Nos últimos anos, o setor passou a lidar com um consumidor mais informado, menos impulsivo e mais disposto a comparar antes de decidir. O avanço da tecnologia ampliou o acesso a informação, avaliações e alternativas, enquanto pautas como bem-estar, transparência e responsabilidade deixaram de ser diferenciais e passaram a fazer parte do critério básico de escolha.
Essa transformação ajuda a explicar por que muitas marcas conseguem vender, mas enfrentam dificuldades para sustentar crescimento com consistência. O mercado segue aberto à inovação, mas penaliza com mais rapidez negócios que acumulam incoerências entre discurso, produto e experiência entregue.
Para Fábio Dom Príncipe, que atua como conselheiro estratégico de marcas de beleza, o desafio central em 2026 não está em acompanhar todas as tendências, mas em fazer escolhas mais conscientes. “O setor continua crescendo, mas exige decisões mais difíceis. Nem toda novidade faz sentido para toda marca, e errar ficou mais caro”, afirma.
Relatórios internacionais ajudam a ilustrar essa virada. Estudos da Mintel apontam que conceitos como Beleza Metabólica, experiências sensoriais e valorização do toque humano ganham força justamente como resposta ao excesso de estímulos e à padronização visual. O consumidor passou a buscar sentido, não apenas promessa.

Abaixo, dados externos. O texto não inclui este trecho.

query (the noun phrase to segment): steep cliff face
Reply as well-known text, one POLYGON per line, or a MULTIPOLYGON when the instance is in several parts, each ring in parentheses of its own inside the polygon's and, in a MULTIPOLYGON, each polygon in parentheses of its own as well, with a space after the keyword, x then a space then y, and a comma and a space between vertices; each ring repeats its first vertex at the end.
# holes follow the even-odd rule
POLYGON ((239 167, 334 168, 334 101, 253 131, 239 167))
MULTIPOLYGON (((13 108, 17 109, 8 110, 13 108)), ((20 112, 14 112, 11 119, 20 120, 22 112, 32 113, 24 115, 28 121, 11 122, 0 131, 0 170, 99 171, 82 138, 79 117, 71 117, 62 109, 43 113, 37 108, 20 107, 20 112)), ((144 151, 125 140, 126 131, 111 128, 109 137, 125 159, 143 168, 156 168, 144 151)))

Essa busca tem impacto direto na forma como marcas estruturam seus negócios. Personalização profunda, por exemplo, exige dados, tecnologia e coerência operacional. Sustentabilidade pede rastreabilidade real, não apenas embalagem verde. Experiência sensorial cobra alinhamento entre produto, ambiente e comunicação. São movimentos que ampliam valor, mas também elevam o nível de exigência.

No dia a dia, isso se traduz em decisões menos intuitivas. Portfólios precisam ser revistos, discursos ajustados e prioridades redefinidas. Marcas que tentam abraçar tudo ao mesmo tempo tendem a diluir identidade e perder clareza. As que escolhem com critério avançam mais devagar, mas constroem relação mais sólida com o consumidor.
Outro ponto sensível está no equilíbrio entre tecnologia e humanidade. A inteligência artificial e a biotecnologia ampliam possibilidades, mas não substituem a necessidade de autenticidade. O crescimento do movimento pró-envelhecimento e a rejeição à estética artificial indicam um cansaço com padrões inalcançáveis e narrativas excessivamente polidas.
Segundo Fábio, esse é um divisor importante para o setor. “A tecnologia ajuda, mas não resolve sozinha. Marcas que não sabem quem são acabam usando ferramentas para acelerar confusão, não para criar valor”, diz.
A atuação de Fábio como conselheiro, organizada por meio da Vision Prince Holding, passa justamente por esse tipo de leitura. Em vez de aplicar fórmulas prontas, o foco está em ajudar fundadores a entender o estágio real do negócio e o tipo de decisão que ele comporta.

Em 2026, o setor de beleza segue aquecido, mas menos tolerante a improviso. O crescimento continua possível, porém condicionado à capacidade de escolher melhor. Para marcas que desejam atravessar esse novo momento, o desafio deixou de ser acompanhar o mercado e passou a ser sustentar decisões quando o mercado cobra coerência.